Osservazioni sui Principî di economia pura di M. Pantaleoni (nuova edizione 1931, Treves-Treccani-Tumminelli).

  1. A rileggere il libro del Pantaleoni si comprendono meglio i motivi delle abbondanti scritture di Ugo Spirito.
  2. La parte prima del libro, dove si tratta del postulato edonistico, potrebbe più acconciamente servire come introduzione a un raffinato manuale di arte culinaria o ad un ancor più raffinato manuale sulle posizioni degli amanti. È un peccato che gli scrittori di arte culinaria non studino l’economia pura, perché coi sussidi dei gabinetti di psicologia sperimentale e del metodo statistico potrebbero giungere a trattazioni ben più complete e sistematiche di quelle volgarmente diffuse: lo stesso si dica della più clandestina ed esoterica attività scientifica che si affatica ad elaborare l’arte dei godimenti sessuali.
  3. La filosofia del Pantaleoni è il sensismo del secolo XVIII, sviluppato nel positivismo del secolo XIX: il suo «uomo» è l’uomo in generale, nelle premesse astratte, cioè l’uomo della biologia, un insieme di sensazioni dolorose e piacevoli, che però diventa l’uomo di una determinata forma sociale ogni qualvolta dall’astratto si passa al concreto, cioè ogniqualvolta si parla di economia e non di scienza naturale in genere. Il libro di Pantaleoni è quello che si può chiamare un’«opera materialistica» in senso «ortodosso» e scientifico!
  4. Questi economisti «puri» pongono l’origine della scienza economica sulla scoperta fatta da Cantillon che la ricchezza è il lavoro, è l’industria umana. Quando però cercano di fare scienza essi stessi, dimenticano le origini e affogano nell’ideologia che prima sviluppò, secondo i suoi metodi, la scoperta iniziale. Delle origini essi sviluppano non il nucleo positivo, ma l’alone filosofico legato al mondo culturale del tempo, quantunque questo mondo sia stato criticato e superato dalla cultura successiva.

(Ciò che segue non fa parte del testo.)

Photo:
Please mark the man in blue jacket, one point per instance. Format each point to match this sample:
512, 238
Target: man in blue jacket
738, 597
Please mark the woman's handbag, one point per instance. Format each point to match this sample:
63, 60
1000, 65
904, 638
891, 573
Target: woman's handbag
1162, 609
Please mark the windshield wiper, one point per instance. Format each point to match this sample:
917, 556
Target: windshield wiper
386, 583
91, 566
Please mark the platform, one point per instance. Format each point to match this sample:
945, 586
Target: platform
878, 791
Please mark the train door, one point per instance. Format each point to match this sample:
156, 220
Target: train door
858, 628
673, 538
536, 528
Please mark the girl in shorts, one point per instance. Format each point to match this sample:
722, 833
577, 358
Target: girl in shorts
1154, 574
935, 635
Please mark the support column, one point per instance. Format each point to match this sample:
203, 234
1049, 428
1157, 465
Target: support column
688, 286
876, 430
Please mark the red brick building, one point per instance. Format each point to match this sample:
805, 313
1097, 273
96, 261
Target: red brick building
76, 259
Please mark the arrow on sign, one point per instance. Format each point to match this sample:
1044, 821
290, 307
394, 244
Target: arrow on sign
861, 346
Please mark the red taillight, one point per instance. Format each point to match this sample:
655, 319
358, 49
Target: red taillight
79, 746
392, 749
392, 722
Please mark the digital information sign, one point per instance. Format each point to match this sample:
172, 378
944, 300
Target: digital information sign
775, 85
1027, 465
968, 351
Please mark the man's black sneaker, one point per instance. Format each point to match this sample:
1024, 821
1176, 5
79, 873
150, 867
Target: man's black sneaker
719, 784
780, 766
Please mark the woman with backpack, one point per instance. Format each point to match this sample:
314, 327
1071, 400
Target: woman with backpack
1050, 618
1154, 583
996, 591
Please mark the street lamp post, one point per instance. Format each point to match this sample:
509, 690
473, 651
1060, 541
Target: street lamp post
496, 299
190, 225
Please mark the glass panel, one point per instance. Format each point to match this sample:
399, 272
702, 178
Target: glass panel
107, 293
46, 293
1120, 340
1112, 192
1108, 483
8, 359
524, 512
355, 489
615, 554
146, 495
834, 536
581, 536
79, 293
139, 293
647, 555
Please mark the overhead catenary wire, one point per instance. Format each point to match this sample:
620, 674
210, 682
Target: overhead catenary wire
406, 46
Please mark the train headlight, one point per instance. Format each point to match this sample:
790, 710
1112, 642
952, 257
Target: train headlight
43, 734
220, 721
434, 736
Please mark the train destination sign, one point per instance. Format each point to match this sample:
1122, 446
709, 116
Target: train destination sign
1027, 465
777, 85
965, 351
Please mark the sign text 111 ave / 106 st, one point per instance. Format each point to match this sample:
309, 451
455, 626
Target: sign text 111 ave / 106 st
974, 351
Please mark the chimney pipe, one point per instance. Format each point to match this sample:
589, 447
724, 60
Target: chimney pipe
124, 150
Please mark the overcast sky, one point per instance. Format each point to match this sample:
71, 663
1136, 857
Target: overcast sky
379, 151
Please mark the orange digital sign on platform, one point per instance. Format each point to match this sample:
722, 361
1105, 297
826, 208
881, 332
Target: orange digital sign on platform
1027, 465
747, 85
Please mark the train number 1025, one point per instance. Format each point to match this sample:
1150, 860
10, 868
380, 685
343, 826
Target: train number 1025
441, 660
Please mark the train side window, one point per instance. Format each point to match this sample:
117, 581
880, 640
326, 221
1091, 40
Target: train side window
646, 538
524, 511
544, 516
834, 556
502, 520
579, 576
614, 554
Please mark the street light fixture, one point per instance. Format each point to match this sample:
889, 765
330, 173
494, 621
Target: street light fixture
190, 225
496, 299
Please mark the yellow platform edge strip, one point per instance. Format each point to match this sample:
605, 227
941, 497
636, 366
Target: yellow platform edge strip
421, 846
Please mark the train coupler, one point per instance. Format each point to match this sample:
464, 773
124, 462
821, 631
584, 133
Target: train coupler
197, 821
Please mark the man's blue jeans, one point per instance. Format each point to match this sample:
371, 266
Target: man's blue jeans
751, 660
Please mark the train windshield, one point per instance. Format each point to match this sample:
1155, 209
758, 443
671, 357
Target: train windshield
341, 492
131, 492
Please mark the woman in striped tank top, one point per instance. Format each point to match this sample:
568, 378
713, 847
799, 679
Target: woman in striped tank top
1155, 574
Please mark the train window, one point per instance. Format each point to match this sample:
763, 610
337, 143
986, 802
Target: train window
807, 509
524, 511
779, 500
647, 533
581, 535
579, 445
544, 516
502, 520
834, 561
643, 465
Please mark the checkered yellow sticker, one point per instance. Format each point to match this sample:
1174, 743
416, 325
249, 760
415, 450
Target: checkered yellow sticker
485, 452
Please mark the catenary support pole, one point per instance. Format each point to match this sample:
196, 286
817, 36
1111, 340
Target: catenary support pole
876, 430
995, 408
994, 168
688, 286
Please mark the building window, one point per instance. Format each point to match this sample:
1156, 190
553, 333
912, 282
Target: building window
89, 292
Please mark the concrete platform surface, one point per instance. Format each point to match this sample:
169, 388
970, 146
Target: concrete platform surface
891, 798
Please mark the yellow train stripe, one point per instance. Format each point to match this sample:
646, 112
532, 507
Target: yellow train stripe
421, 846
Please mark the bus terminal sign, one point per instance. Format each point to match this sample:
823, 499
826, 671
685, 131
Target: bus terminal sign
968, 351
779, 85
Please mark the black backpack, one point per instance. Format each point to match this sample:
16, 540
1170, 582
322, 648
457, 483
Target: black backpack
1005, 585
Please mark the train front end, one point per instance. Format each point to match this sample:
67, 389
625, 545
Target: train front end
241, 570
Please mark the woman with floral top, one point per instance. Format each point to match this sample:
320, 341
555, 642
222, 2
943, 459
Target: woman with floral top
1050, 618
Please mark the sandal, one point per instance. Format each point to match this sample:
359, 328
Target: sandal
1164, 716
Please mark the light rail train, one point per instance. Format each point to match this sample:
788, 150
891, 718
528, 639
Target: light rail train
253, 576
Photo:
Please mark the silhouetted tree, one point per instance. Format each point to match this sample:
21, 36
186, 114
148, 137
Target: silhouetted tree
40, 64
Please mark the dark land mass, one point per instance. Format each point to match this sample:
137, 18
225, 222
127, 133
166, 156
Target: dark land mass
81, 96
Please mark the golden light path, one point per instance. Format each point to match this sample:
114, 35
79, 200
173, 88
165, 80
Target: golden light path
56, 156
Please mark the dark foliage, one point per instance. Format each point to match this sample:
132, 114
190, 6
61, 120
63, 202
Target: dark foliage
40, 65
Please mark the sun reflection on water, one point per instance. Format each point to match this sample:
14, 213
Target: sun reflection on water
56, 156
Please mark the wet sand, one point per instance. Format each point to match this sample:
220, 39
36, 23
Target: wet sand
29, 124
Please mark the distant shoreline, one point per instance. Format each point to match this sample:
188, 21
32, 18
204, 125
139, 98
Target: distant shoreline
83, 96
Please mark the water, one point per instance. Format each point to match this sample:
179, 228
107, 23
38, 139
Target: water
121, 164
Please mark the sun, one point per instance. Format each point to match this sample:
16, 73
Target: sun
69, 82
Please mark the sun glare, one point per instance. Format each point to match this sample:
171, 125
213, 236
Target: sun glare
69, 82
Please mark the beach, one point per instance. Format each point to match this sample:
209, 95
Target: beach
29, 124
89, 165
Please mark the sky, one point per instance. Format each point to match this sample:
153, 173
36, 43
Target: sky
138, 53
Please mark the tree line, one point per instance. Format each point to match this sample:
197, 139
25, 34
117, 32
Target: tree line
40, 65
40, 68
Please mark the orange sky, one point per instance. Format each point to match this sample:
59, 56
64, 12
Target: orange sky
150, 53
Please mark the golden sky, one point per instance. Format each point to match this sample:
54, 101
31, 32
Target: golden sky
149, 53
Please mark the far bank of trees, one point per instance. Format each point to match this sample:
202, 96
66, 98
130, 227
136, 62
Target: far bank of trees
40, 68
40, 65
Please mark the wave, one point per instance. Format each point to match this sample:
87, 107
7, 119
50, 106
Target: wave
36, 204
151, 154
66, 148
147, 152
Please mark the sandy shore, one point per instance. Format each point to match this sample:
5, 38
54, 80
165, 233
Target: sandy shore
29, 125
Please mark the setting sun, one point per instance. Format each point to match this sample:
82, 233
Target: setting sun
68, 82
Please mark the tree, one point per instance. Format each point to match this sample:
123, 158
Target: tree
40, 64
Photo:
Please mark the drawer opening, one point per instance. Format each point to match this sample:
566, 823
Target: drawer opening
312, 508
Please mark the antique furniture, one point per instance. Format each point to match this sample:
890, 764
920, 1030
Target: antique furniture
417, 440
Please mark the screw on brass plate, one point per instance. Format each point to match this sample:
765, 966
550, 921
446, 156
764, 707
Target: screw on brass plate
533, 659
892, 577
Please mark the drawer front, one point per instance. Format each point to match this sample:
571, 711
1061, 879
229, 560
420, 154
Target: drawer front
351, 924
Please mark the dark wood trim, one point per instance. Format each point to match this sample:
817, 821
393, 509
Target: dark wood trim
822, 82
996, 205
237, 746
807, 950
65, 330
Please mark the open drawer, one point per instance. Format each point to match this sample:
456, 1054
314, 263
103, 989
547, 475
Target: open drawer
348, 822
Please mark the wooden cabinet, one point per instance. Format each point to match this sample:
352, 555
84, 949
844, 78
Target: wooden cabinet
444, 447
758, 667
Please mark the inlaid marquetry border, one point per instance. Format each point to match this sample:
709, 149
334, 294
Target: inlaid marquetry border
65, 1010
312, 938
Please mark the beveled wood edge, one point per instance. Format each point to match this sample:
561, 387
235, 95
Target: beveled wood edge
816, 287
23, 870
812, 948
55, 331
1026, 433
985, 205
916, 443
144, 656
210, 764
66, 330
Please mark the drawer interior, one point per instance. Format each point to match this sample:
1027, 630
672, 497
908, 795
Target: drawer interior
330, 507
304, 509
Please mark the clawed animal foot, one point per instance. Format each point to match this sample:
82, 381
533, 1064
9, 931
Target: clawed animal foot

  5. Cosa dovrebbe sostituirsi al così detto «postulato edonistico» dell’economia «pura» in un’economia critica e storicistica? La descrizione del «mercato determinato», cioè la descrizione della forma sociale determinata, del tutto in confronto della parte, del tutto che determina, in quella determinata misura, quell’automatismo e insieme di uniformità e regolarità che la scienza economica cerca di descrivere col massimo di esattezza e precisione e completezza. Si può dimostrare che una tale impostazione della scienza economica è superiore a quella dell’economia «pura»? Si può dire che il postulato edonistico non è astratto, ma generico: infatti esso può essere premesso non alla sola economia, ma a tutta una serie di operazioni umane, che possono chiamarsi «economiche» solo allargando e genericizzando enormemente la nozione di economia fino a renderla [empiricamente] vuota di significato o a farla coincidere con una categoria filosofica, come infatti ha cercato di fare il Croce.